Weiter passiert nichts Bemerkenswertes, doch die echte Überraschung ergibt sich eine Stunde später, als im Nachgang zum Dinner eine Sängerin in den Raum kommt, Playback-Musik anschaltet und tanzbare Melodien ertönen. Alle Ruhe, Gemütlichkeit, ja geradezu Trägheit ist wie weggewischt, im Mann scheint John Travolta zum Leben zu erwachen, sie streift sich die Flipflops aus. Die nackten Füße berühren die Tanzfläche als wären sie noch nie irgendwo anders gewesen. Ganz bestimmt hätte ich dieser grauen Maus nicht mal ansatzweise diesen rollenden Hüftschwung, diese weichen und doch gezielt gesetzten Schritte, zugetraut.
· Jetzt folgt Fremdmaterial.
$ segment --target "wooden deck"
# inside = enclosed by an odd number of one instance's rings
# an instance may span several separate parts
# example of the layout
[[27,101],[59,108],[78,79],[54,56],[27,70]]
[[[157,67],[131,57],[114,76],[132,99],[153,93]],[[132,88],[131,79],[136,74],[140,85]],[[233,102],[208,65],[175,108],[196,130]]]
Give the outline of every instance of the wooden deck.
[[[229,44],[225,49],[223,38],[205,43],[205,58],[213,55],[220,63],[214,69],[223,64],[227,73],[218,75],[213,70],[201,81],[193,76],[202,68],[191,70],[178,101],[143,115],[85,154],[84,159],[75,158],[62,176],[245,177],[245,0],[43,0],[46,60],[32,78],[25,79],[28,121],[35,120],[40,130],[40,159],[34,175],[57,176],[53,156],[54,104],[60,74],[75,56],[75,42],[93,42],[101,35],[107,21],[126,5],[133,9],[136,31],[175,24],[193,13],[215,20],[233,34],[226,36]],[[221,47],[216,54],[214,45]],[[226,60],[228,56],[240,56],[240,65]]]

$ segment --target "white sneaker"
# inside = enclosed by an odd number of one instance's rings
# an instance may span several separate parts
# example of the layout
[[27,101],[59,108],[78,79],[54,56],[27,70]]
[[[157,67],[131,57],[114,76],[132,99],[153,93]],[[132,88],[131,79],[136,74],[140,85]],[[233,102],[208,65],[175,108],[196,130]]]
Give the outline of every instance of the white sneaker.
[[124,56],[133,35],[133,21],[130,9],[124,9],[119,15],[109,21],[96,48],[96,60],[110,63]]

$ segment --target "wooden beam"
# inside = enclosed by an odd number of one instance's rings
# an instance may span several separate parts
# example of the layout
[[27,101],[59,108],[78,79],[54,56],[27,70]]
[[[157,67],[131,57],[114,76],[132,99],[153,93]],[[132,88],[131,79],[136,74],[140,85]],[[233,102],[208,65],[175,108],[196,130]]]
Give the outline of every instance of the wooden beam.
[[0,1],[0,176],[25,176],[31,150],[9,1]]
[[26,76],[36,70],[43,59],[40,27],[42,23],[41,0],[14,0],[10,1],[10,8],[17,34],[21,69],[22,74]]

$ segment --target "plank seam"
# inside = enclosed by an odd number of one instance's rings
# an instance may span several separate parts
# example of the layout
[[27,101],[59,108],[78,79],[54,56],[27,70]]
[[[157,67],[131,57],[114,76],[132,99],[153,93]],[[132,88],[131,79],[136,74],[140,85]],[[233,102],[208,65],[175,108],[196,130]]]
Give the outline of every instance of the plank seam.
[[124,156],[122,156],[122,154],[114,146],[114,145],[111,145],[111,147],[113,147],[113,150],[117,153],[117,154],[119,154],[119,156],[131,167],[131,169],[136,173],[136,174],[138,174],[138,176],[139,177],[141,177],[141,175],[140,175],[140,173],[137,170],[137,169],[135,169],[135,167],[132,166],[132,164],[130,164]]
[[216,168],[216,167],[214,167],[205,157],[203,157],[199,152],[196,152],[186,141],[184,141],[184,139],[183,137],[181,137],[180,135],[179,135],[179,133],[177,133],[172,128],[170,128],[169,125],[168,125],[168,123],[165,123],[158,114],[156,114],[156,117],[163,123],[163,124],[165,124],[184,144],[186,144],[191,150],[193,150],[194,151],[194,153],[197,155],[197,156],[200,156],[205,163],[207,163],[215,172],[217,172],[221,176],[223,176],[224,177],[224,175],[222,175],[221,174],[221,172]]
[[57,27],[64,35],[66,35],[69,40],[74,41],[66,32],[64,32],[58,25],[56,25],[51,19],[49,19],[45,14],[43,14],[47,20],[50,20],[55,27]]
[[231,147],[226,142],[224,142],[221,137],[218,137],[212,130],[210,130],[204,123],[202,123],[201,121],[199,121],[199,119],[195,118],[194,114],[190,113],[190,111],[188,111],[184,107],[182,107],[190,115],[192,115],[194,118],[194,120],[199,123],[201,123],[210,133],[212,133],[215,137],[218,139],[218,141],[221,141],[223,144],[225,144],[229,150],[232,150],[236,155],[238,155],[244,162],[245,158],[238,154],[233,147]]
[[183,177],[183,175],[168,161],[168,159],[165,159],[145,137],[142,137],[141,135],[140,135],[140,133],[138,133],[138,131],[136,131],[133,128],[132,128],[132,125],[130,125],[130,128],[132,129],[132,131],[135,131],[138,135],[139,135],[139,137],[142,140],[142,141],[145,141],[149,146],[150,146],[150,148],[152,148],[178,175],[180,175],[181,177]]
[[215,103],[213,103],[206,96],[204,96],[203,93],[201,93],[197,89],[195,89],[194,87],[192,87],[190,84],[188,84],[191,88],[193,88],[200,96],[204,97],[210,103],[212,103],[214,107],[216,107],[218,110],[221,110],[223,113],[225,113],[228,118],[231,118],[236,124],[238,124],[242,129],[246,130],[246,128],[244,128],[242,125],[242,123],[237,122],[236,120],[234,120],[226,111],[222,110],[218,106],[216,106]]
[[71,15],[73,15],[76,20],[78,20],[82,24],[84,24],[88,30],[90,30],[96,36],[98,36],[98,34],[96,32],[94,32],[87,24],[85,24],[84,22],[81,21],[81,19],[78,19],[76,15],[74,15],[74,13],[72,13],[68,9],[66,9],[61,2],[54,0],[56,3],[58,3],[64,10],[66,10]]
Wie Raubkatzen schleichen sie umeinander herum, es wirkt wie ein Vorspiel, das in Discofox mündet und die mäßig beleuchtete Tanzfläche in einen Hexenkessel verwandelt. Dieser lendenlahme Mann mit Aussicht auf den Ruhestand rockt mit seiner Lady den Laden, zeigt die Power, die in ihm steckt. Da ist nichts vom Produzieren, nein, die Beiden tanzen einfach voller Leidenschaft, wie eine zweite bis dahin verborgene Seite ihrer Art und ihrer Körper.
Auch andere Gäste sehe ich staunen, manche sogar Beifall klatschen, es geht ihnen vermutlich wie mir, dass wir einfach nur überrascht sind von dieser nicht erwarteten Vorstellung. Die kriechenden Frühstücks-Krokodile sind zu dahineilenden Tanz-Katzen geworden.